As formas do amor enchem os dias e as noites de música, e o mundo
ouve a melodia
Loucas de alegria, a vida e a morte dançando ao ritmo dessa música.
As montanhas, o mar e a terra dançam. O mundo do homem dança
em riso e lágrimas”.
A
dança de Laban envolve oito movimentos:
O
primeiro deles é o de socar, ou arremeter: você
soca com as mãos, com a cabeça, com as pernas, os pés,
com o corpo todo. Isso nos proporciona uma catarse, em que jogamos para
fora muitos lixos que temos no corpo. Nesse exercício, use músicas
fortes.
A
segunda dinâmica consiste nas lambadas leves, como
se o corpo estivesse chicoteando ligeiro, de modo bem flexível,
bem solto. Essas lambadas podem ser também com as mãos,
com os pés, com o corpo todo. Use músicas rápidas.
O
terceiro movimento é o de pressionar, que pode
ser também empurrar, de maneira firme, direta, sustentada, imaginando
que se está tirando algo de você. Use uma música agitada.
O
quarto movimento é o de flutuar. Flutuar como
se estivesse voando, bem flexível, solto, leve. Use músicas
calmas, tranqüilas.
O
quinto movimento são os toques ligeiros, também
chamados de pontuar, lembrando os movimentos da dança break, em
que se pontua com as mãos, com o corpo, em toques bem súbitos.
Use músicas alegres.
O
sexto movimento consiste em cortar o ar como se fosse
uma lança, bem flexível. Use músicas clássicas.
O
sétimo movimento é o de retorcer para dentro,
de modo contínuo, firme, retorcendo-se cada vez mais. Use músicas
suaves.
O
oitavo movimento é o deslizar solto, livre, com
os braços abertos.
São
portanto oito dinâmicas: socar, lambadas leves,
pressionar, flutuar, retorcer, toques ligeiros, cortar o ar e deslizar.
Use músicas celebrativas.
Todos
os movimentos, dentro de sua dança educativa, devem ser
para o alto, na horizontal e baixo, para a esquerda e para a direita.

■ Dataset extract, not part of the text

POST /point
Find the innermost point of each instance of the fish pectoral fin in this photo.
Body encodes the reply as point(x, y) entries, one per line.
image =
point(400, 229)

Podem ser profundos, curtos, na frente, atrás e no centro. Podem
também ser com os pés, a pelve, o rosto, os olhos, ou seja,
você pode dividir seu corpo por partes e mexê-las cada uma
por vez. Um CD especial que pode ser utilizado em suas práticas
é o do filme Tarzan, da Disney.
Essa
dinâmica de Laban — a dança para o dançarino
— é só para você reeducar o corpo, fazendo-o
sentir prazer.
Esse
é o corpo que você recebeu nesta viagem pelo planeta
Terra. Escolha amá-lo ou odiá-lo, ter ou não ter
prazer.
O discípulo
disse ao mestre:
— Aprendi a aceitar o nascimento e a morte.
— O que quer de mim? — perguntou o mestre.
— Aprender a aceitar o que está no meio.